We promise to respond.
But right now, if you will, open your Bibles and follow along as we read the Word of the Lord from James chapter 4.
This is the Word of the Lord.
Thanks be to God.
Let’s dig in.
Does it seem like every time you turn around there is a fight?
Why do you think that is?
James 4:1 “What causes quarrels and what causes fights among you?
Is it not this, that your passions are at war within you?”
What is a quarrel?
We tend to see it as a little spat - a momentary disagreement - it lasts for a minute and it’s done.
But a quarrel is more than that.
It’s a constant, underlying conflict - it is a deep dissatisfaction that makes us ready to fight.
Quarreling is anger on simmer.
Fighting is anger on boiled all over the stove.
And we see it everywhere, don’t we?
Why?
Why is everyone so dog-gone angry?
“Is it not this, that your passions are at war within you?”
Now, let’s level set.
Now here’s the deal and it’s important to really grasp this - James is writing to Christians.
And everywhere he looks, he sees angry Christians.
Quarreling amongst themselves.
Fighting each other - tearing each other apart and killing churches.
What he says sounds a little confusing but when we think about it, it makes sense.
You see, once we are saved, we no longer have a sin nature.
See, before you were saved, you had a sin nature - you were a sinner - you were dead to God.
Colossians 2:13 explains it, “You were dead because of your sins and because your sinful nature was not yet cut away.”
But see, now you are saved and your sin nature has been cut away and it has been replaced with a new nature.
We have a new heart, a new spirit and a new nature.
Which causes us to act in new ways.
But we live in the same body - and it wants what it wants.

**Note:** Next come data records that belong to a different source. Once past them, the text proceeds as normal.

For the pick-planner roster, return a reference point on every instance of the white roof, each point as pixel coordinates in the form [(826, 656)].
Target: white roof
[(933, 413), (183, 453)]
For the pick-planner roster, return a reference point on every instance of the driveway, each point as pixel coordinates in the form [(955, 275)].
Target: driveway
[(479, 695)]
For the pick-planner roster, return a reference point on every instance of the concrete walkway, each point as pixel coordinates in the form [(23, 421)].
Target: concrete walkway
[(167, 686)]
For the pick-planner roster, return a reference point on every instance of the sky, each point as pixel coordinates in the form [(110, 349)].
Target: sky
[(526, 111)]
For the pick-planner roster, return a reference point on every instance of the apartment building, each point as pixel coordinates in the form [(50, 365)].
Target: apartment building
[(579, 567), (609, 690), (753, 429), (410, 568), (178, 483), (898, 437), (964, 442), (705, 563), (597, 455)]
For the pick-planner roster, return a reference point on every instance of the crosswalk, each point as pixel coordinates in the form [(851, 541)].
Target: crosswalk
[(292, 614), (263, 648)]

And that’s why James says what he says.
The Christ in you wants Christ things.
The flesh in you wants flesh things.
And the battle can get very intense, and you know it.
And every Christian - every Christian is fighting that same battle to some degree every day.
And it causes us to be angry.
Because we want two things - and the two things hate each other.
And hate is not a very satisfying emotion.
James 4:2 “You desire and do not have, so you murder.
You covet and cannot obtain, so you fight and quarrel.
You do not have, because you do not ask.”
You all know murder here doesn’t mean you literally kill someone.
James has the same Sermon on the Mount in mind that you do.
In the Sermon on the Mount, Jesus said when we call our Christian brother worthless - that is tantamount to murder.
He’s created in the image of God.
There is no image of God that is worthless.
But we still call brothers and sisters worthless.